Paladin Cloud is now available. The platform recognizes and secures all data sources in a cloud environment, including repositories, API gateways and Kubernetes clusters.
Cloud security is challenging. APIs and integrations are used at scale, which can reduce visibility into individual systems. Misconfigurations and vulnerabilities slip under the radar. Paladin Cloud addresses the problem.
The platform is now available. The technology starts with an automatic scan of all components that make up a cloud environment, including repositories, API gateways and Kubernetes clusters. Users define a security policy, after which the technology recognizes every violation. Think of misconfigurations, suspicious traffic and unauthorized access.

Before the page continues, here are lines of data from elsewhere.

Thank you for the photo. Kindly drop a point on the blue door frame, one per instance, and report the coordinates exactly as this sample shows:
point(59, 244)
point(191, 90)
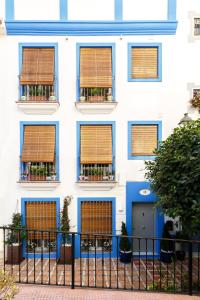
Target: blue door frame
point(23, 210)
point(140, 192)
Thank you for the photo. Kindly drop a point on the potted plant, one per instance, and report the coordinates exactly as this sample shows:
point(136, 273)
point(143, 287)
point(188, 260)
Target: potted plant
point(14, 240)
point(66, 247)
point(167, 246)
point(125, 252)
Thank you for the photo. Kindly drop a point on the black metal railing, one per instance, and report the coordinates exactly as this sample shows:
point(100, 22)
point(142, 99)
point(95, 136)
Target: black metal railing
point(95, 260)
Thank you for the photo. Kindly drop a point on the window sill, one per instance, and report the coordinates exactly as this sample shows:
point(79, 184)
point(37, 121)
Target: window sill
point(95, 108)
point(40, 108)
point(96, 185)
point(39, 185)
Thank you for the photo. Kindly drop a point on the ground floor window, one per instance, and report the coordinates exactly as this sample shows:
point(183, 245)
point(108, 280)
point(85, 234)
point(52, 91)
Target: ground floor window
point(96, 218)
point(40, 220)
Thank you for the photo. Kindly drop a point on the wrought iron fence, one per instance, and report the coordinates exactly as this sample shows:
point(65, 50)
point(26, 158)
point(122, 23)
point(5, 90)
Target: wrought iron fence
point(96, 261)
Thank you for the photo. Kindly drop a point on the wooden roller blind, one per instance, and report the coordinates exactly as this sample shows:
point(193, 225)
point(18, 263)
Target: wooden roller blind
point(41, 216)
point(96, 217)
point(39, 143)
point(37, 66)
point(95, 67)
point(96, 144)
point(144, 62)
point(144, 139)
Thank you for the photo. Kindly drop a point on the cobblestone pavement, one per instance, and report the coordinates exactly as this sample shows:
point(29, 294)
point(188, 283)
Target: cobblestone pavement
point(30, 292)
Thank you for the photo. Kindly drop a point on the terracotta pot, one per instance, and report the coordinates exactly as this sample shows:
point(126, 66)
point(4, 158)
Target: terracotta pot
point(14, 254)
point(66, 254)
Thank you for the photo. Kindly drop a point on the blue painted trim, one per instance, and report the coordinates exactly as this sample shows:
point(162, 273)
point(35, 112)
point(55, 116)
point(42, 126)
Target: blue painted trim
point(94, 45)
point(114, 245)
point(78, 125)
point(41, 45)
point(171, 14)
point(23, 212)
point(146, 45)
point(85, 28)
point(118, 9)
point(9, 10)
point(133, 196)
point(56, 123)
point(132, 123)
point(63, 9)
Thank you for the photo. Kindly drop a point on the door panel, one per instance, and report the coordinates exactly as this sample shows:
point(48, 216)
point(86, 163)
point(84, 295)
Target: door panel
point(144, 226)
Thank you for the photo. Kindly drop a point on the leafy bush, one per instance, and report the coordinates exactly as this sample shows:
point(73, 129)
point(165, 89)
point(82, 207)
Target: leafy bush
point(8, 288)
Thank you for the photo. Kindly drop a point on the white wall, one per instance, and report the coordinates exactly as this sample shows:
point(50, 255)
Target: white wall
point(91, 9)
point(166, 101)
point(145, 9)
point(37, 10)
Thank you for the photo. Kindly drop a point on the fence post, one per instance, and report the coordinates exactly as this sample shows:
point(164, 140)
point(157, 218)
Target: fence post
point(190, 267)
point(73, 252)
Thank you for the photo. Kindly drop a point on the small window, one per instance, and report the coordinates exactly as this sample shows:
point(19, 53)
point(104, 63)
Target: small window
point(144, 63)
point(143, 140)
point(38, 160)
point(196, 26)
point(37, 78)
point(96, 218)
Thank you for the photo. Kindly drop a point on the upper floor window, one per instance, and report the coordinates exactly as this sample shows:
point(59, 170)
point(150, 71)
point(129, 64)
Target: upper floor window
point(96, 153)
point(196, 26)
point(96, 74)
point(37, 78)
point(38, 157)
point(143, 139)
point(144, 62)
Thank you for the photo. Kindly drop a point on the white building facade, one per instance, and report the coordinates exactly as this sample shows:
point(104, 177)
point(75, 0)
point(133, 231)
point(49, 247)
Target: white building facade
point(88, 90)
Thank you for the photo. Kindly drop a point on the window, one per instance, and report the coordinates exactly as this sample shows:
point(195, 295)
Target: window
point(38, 72)
point(96, 152)
point(38, 157)
point(96, 73)
point(97, 220)
point(144, 62)
point(196, 26)
point(143, 139)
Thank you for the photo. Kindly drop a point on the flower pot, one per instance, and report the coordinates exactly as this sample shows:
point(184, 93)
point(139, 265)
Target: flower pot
point(66, 254)
point(180, 255)
point(14, 254)
point(125, 256)
point(166, 256)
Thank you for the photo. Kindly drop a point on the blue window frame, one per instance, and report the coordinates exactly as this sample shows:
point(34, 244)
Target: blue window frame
point(79, 124)
point(96, 45)
point(55, 254)
point(145, 123)
point(40, 45)
point(131, 61)
point(114, 243)
point(32, 123)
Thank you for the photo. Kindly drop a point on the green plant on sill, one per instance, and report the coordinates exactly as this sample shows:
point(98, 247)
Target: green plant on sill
point(195, 101)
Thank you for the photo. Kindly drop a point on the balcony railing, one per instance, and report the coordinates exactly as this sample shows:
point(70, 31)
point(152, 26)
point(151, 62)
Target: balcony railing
point(96, 172)
point(95, 95)
point(38, 172)
point(38, 93)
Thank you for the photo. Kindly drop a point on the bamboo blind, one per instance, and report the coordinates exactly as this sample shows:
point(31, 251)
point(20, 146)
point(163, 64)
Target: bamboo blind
point(96, 217)
point(37, 66)
point(95, 67)
point(144, 139)
point(144, 62)
point(39, 143)
point(41, 216)
point(96, 144)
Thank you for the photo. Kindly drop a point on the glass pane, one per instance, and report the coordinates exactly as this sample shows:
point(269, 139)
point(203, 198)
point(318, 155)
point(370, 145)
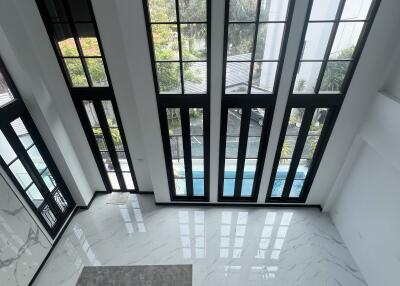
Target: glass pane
point(176, 147)
point(65, 40)
point(240, 41)
point(277, 188)
point(283, 169)
point(6, 151)
point(80, 10)
point(302, 169)
point(180, 187)
point(56, 10)
point(174, 121)
point(76, 73)
point(256, 121)
point(288, 147)
point(112, 176)
point(179, 168)
point(101, 142)
point(295, 120)
point(49, 216)
point(91, 113)
point(49, 180)
point(237, 77)
point(22, 132)
point(296, 188)
point(109, 111)
point(269, 40)
point(230, 168)
point(309, 147)
point(242, 10)
point(195, 77)
point(249, 168)
point(318, 121)
point(316, 40)
point(20, 174)
point(273, 10)
point(37, 159)
point(356, 9)
point(117, 140)
point(334, 76)
point(5, 93)
point(253, 144)
point(229, 187)
point(162, 11)
point(169, 77)
point(198, 187)
point(198, 168)
point(97, 71)
point(196, 121)
point(128, 181)
point(194, 41)
point(307, 76)
point(197, 146)
point(88, 40)
point(165, 42)
point(123, 162)
point(60, 200)
point(247, 187)
point(192, 10)
point(107, 161)
point(34, 195)
point(324, 10)
point(346, 39)
point(233, 121)
point(232, 147)
point(263, 77)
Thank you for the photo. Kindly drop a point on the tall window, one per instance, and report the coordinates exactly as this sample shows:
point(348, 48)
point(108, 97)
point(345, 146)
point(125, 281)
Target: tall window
point(179, 43)
point(73, 31)
point(332, 42)
point(255, 41)
point(28, 163)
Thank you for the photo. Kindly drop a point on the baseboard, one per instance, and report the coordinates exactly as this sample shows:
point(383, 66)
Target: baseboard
point(183, 204)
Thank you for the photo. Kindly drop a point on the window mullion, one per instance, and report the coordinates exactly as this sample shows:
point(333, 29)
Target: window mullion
point(254, 46)
point(178, 27)
point(301, 140)
point(243, 137)
point(329, 46)
point(187, 150)
point(78, 44)
point(109, 142)
point(25, 160)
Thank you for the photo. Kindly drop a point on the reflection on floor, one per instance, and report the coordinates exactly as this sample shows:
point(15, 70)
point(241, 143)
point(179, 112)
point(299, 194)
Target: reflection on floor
point(227, 246)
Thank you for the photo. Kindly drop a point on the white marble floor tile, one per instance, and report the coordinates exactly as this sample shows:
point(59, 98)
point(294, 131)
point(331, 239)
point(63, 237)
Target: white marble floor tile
point(226, 245)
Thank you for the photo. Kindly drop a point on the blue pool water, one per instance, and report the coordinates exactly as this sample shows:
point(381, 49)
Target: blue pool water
point(247, 184)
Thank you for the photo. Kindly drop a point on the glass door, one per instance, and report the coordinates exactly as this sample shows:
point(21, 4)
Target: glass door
point(244, 134)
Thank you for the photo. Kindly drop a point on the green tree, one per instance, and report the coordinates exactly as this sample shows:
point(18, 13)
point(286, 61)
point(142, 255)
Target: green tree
point(336, 71)
point(165, 41)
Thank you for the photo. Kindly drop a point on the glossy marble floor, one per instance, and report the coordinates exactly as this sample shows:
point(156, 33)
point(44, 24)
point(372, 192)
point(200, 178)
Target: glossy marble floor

AWS, Azure and Google Cloud are supported, but since Paladin is open-source, the platform can be extended to on-premises environments. The first version is available on GitHub. The platform includes a UI, pre-configured security policies, priority-based alerts and role-based access control (RBAC).
Paladin describes the concept as ‘security-as-code’. The term is derived from ‘infrastructure-as-code’. The latter technology provides a uniform way of deploying workloads on the hardware of various vendors. AWS Lambda and HashiCorp Terraform are examples. Paladin does the same with security. The platform provides a uniform way to apply security to various cloud environments.
Founders Daniel Deeney and Steve Hull recently received $3.3 million in seed funding. Samsung Next and T-Mobile Ventures contributed. The founders will use the money to develop a SaaS model. The current team is small. The company has no capacity to help customers configure, host and use the technology. That’s what the founders hope to change.
The platform currently has one commercial customer. The rest of the users are developers that deploy the technology on their own initiative. They take care of hosting, integrations and maintenance. Paladin is looking for employees to provide the same to customers. The company wants to offer a managed service, wherein the platform remains open-source and users are unburdened by infrastructure concerns.